In 1936, David Hulburd, the head of the Time Inc. office in San Francisco, asked Mieth if she wanted to work for Henry Luce, who was not an idealistic liberal, as a Life stringer. She shot a story on a sheep farm in Red Bluff, California, and one of her pictures made the magazine's cover. In 1937 they offered her a staff job. "I must have been a little hungry or something, because I said OK," she told Loengard. She bcame the magazine's second female staff photographer, the first being Margaret Bourke-White, whom Mieth befriended when she moved (with Hagel) to New York. "Once she admired a black velvet dress with red heart buttons that I was wearing," she recalled. "She came back a little later and handed me a package and said we should be friends together. When I unwrapped it, I found a nice red compact in a heart shape made of good leather, just like the buttons I had on my dress."

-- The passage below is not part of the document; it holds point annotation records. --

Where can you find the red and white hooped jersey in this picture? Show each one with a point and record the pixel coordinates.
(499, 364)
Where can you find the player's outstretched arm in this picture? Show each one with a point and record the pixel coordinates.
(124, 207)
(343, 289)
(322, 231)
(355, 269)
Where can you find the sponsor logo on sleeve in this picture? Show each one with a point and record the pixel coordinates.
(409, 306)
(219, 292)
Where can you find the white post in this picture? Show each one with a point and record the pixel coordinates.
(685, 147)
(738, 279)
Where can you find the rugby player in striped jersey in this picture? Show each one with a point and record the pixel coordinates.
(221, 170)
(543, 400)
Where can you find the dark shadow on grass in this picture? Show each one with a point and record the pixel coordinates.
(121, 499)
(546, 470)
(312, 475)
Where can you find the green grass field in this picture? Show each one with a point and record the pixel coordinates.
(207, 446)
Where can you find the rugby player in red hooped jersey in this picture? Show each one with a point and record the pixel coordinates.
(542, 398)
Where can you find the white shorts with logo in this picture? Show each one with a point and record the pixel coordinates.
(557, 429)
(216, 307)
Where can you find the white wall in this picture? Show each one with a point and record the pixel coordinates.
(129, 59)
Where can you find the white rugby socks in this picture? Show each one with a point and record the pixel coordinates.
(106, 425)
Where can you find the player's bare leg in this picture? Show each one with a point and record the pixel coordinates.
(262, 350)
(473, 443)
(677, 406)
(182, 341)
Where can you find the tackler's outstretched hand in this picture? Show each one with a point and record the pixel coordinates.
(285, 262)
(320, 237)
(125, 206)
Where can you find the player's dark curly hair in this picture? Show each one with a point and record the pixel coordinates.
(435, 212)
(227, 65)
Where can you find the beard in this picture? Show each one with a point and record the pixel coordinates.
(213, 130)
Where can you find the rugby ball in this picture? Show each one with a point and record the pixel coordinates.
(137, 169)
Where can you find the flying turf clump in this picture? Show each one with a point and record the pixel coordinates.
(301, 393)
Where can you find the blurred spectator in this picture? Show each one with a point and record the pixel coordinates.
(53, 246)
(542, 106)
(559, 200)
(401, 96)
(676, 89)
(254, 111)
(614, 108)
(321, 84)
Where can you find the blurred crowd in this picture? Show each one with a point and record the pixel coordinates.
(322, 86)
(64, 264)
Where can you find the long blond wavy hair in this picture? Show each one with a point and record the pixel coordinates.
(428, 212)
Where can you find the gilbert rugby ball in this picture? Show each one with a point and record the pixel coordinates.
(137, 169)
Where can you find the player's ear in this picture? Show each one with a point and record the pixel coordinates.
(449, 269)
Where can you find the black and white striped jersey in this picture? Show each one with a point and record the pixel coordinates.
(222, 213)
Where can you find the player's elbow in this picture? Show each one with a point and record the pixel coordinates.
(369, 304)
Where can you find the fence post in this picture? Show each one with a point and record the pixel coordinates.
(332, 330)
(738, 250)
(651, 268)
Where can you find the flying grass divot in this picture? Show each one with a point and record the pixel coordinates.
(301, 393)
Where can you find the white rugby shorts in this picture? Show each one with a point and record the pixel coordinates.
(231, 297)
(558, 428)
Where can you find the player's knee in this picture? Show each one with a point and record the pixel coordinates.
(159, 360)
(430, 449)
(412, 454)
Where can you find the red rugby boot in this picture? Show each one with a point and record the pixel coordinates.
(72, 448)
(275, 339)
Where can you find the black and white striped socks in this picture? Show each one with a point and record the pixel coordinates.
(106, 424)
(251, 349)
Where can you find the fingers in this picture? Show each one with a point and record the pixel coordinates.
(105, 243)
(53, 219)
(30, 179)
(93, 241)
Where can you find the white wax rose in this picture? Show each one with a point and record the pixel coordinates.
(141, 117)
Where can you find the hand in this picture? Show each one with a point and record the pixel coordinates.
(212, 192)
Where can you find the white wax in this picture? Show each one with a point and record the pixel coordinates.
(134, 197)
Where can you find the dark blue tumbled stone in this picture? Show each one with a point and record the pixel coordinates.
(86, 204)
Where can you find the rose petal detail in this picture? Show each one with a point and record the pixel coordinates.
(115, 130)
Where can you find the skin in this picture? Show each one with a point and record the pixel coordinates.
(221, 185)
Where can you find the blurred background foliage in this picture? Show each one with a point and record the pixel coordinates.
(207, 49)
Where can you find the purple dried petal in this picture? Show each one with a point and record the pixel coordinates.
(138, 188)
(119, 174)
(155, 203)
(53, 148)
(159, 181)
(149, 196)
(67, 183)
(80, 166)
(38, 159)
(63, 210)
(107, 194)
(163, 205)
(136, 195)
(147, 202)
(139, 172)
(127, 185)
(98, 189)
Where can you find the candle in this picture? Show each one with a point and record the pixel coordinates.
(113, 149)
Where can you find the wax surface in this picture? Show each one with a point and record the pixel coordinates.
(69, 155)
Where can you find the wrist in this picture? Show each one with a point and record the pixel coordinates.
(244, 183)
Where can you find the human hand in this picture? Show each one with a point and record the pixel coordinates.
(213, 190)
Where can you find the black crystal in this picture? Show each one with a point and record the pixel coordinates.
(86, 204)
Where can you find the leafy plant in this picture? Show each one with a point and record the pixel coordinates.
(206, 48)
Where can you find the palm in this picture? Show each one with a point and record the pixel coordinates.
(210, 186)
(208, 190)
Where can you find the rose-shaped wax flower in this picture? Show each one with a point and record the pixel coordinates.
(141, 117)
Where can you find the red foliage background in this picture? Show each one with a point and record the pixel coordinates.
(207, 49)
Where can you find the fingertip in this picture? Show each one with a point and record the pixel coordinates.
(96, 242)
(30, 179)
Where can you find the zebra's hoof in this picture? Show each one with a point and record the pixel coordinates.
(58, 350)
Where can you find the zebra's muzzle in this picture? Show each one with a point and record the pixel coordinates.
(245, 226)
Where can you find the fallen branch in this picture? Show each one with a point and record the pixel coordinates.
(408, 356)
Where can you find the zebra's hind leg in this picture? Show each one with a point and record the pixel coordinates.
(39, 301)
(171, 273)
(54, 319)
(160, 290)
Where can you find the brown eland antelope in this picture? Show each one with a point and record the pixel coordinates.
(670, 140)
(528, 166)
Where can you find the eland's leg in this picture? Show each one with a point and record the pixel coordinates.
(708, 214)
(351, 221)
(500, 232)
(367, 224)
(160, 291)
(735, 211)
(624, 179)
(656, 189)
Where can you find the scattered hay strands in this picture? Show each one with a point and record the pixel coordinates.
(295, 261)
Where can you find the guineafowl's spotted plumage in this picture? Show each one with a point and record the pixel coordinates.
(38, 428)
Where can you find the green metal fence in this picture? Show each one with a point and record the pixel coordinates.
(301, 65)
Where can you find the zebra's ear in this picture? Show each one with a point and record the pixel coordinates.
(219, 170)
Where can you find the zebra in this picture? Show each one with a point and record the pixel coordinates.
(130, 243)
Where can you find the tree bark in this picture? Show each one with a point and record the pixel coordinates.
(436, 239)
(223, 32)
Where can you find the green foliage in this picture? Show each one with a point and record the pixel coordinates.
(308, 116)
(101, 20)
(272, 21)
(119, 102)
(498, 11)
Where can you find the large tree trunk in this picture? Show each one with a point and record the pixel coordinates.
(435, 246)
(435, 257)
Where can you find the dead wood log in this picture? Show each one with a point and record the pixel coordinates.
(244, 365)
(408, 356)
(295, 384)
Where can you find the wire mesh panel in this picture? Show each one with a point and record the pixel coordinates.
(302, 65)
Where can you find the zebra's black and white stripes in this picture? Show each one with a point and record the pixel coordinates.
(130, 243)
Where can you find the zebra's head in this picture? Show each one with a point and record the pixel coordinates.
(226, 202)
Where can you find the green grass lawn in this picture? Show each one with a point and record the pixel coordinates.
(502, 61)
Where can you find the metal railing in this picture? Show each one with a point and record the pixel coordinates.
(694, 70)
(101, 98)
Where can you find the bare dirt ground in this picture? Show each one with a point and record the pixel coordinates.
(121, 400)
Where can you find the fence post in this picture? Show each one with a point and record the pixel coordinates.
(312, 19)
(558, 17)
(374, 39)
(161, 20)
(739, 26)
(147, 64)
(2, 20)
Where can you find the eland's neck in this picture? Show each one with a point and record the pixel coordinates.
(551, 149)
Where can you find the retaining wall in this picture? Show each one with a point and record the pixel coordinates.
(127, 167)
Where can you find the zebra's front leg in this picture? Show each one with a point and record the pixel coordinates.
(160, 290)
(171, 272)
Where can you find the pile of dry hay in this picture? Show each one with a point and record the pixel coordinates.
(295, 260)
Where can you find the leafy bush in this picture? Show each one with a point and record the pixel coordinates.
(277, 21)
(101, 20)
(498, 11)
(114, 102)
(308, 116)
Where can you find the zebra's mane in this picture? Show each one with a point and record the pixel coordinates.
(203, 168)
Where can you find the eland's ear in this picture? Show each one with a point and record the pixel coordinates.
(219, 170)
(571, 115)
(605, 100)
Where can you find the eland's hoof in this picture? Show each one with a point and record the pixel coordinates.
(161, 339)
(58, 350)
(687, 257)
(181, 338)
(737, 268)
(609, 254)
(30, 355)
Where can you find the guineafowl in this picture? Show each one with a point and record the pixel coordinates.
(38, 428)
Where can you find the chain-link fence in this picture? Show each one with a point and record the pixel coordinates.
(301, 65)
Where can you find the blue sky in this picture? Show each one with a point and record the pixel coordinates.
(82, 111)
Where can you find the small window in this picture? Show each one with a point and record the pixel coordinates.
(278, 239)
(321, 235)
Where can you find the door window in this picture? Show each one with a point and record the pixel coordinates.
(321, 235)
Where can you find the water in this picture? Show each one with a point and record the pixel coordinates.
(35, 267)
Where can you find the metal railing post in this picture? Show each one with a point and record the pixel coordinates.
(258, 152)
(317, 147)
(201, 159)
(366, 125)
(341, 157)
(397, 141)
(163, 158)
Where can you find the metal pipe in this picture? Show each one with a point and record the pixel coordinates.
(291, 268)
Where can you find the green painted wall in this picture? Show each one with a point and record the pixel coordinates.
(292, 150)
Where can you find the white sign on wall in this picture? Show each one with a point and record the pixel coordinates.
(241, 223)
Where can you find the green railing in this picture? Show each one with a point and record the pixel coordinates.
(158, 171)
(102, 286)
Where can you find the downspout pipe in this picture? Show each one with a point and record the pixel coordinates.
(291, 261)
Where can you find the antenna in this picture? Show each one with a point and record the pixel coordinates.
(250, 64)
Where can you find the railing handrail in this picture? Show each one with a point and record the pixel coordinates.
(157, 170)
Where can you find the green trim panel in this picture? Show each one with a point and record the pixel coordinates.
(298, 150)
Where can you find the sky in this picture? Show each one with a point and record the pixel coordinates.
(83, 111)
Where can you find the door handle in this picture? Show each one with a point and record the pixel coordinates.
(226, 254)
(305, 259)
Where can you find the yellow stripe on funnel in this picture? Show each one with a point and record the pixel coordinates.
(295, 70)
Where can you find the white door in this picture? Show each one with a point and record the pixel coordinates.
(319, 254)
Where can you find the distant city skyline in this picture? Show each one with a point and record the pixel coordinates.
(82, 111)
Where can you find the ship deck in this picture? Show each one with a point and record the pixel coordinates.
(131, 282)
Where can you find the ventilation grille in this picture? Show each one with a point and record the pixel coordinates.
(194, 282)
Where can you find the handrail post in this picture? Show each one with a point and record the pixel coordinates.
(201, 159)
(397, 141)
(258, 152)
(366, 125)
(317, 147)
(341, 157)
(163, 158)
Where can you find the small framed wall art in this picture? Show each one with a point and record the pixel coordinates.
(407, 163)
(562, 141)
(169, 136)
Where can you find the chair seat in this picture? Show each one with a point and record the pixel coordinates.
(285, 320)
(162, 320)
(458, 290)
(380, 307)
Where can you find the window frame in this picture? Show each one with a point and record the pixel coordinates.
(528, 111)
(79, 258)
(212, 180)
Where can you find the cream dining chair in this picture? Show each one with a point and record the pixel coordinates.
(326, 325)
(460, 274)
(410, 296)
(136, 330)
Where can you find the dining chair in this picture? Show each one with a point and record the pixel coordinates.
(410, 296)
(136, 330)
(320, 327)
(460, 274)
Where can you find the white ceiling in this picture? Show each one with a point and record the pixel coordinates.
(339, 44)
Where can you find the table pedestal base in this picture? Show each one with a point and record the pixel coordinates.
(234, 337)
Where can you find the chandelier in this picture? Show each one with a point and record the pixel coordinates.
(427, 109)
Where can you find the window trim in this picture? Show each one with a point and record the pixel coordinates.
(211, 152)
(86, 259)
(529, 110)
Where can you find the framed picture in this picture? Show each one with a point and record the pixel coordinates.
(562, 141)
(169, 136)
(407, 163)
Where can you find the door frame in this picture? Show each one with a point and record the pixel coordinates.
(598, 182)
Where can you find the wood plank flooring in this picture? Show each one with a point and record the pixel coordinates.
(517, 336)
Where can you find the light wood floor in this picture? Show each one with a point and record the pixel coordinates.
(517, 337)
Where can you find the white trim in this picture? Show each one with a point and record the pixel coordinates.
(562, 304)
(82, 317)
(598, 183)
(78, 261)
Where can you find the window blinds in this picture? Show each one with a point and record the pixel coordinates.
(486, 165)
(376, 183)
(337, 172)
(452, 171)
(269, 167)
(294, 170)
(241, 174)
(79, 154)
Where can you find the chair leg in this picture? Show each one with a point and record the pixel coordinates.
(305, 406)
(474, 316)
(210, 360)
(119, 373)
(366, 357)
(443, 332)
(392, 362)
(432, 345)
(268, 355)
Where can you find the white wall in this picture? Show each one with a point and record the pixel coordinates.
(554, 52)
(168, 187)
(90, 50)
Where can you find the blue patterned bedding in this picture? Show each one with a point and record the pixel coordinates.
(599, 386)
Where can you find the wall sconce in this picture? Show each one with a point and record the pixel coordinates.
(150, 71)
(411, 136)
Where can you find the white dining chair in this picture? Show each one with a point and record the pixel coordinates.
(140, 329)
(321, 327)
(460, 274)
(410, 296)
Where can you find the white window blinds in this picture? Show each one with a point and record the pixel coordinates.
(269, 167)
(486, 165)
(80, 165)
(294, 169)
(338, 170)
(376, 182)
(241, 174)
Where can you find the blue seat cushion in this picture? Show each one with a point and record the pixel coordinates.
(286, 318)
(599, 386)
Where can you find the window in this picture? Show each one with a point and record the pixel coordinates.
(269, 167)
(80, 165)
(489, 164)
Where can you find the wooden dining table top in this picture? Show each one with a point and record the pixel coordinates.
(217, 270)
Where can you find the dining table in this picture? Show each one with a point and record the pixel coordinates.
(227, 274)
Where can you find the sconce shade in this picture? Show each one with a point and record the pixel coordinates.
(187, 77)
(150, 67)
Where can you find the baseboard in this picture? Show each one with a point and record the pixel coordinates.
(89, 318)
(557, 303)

Otto Hagel and Hansel Mieth (undated)

Hagel became a well known photographer in his own right. He and Mieth were, as she put it later, happily "living in sin" when Life editors, who felt they needed to protect the magazine's image, started looking at them with expressions somewhat like that of her rhesus monkey. To appease the editors, Mieth and Hagel applied for a marriage license. While they were waiting for it, Robert Capa appeared at the magazine's office saying his visa had been cancelled. He had to leave the country...or marry an American citizen. He had a girl willing to do him the favor, and they all got married at the same time in a quickie ceremony.

In 1941, said Mieth, "life in New York was a little too—if not hectic, at least it didn't make a great deal of sense." Mieth and Hagel moved back to California. It was Mieth's idea, and Hagel said, "Where you go, I go." She continued working for Life, while he shot for other magazines. FDR was an admirer of Hagel's documentary work. Once, when Hagel was in Cuba on assignment, Mieth's phone rang. "It was Steve Early, Roosevelt's press secretary. He said the president wants to speak to Otto. I said Otto is not here....Five minutes later, the phone rang again, and it was Roosevelt himself, and he said, 'I want to speak to my boy.'"

"Your boy's not here," Mieth told the president.

In the 1950s, Mieth and Hagel refused to testify before the House Un-American Activities Committee; that helped bring an end to Mieth's prickly relationship with Life. They had a ranch in Santa Rosa, California, where they raised livestock. Hagel died in 1973. Mieth died in 1998.

It was back in 1938 that she went to Puerto Rico to shoot a Life story on a Harvard Medical School project to study freed rhesus monkeys. One day, a boy came running up to her and said that a monkey had gotten away and was in the water nearby. Mieth pursued the animal. "I came down, and that monkey was really going hell-bent for something," Mieth recalled. "I said, 'I better go in and get him,' [and] I threw my Rolleiflex on my back and swam out." The monkey, standing on a corral reef, looked at her. "I don't think he liked me, but he sat on that corral reef there, and I took about a dozen shots," she told Loengard.

Mieth took plenty of pictures on the assignment, but the magazine ran only the one that looked like Henry Luce. Loengard asked Mieth if she thought the monkey looked like Luce, and she replied thoughtfully, "I didn't see Luce that much. He had lots of other things to do rather than talk with photographers. The photographers were a low group of animals then. But I suppose it does in a way. It all depends on what kind of mood you are in. To me it looks like the monkey's depicting the state of the world at the time."